Thanks for the advice! And I didn’t update my profile in awhile but I’m now 210 (every lb counts haha). Since you asked, my plan is to do 100m sprints (run the straight, walk the curve).

I would NOT start out sprinting in spikes if you haven’t been running for a few months already. I have orthodics too and just put them in a normal running shoe. There is really no reason for you to wear spikes if you aren’t racing. I have no idea why someone would recommend that. If you do decide to wear spikes I doubt your orthodic could fit.

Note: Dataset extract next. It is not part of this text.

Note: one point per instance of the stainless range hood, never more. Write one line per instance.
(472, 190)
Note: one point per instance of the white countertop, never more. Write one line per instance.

If your going to run sprints I would invest in some good sprint shoes. I use flats and spikes depending on what I’m doing. For spikes, I’ve used just about every brand but I love the Adidas Demolisher. For flats, I don’t really have much of a preference but I’m currently using some Pumas. If you use spikes make sure you have access to a rubber track or a cinder track. If you get into the sprinting you’ll find that you calves and achilles have a much better range of motion and consequently a better workout from using the flats and spikes.

Sprint spikes aren’t going to make much of a difference if you’re just doing sprints to work out. I’ve worked with a few high school track teams and the only time any of our sprinters ever wore spikes were to race. There’s not enough cushioning in them to wear for regular running

You probably would be better off getting a trainer type of shoe, as opposed to spikes (to absorb some of the impact).

I don’t know if you have a decent running store where you live, but if you can find one they can help you get a shoe that works for your foot type. For example, I have a low arch, and slightly overpronate, and went to a specialty store and told them I wouldn’t want to spend more than $75 on a pair of running shoes.

They looked at the wear on my current running shoes, watched me walk, looked at my foot, and in 15 minutes I was out the door with the most comfortable pair of running shoes I’ve ever owned. (I used to get terrible shin splints, but good shoes and stretching fixed this).

Thanks everyone for the advice! I ended up buying a pair of Brooks: Dyad 4. I went into a specialty running store and the staff were definitely knowledgeable and helped me greatly with finding the right shoe. It felt great and test ran it a bit outside their store and it worked really well I think. I’m going to keep my orthotics in them but would it be beneficial to take out the sole of the shoe first or is that just a matter of preference?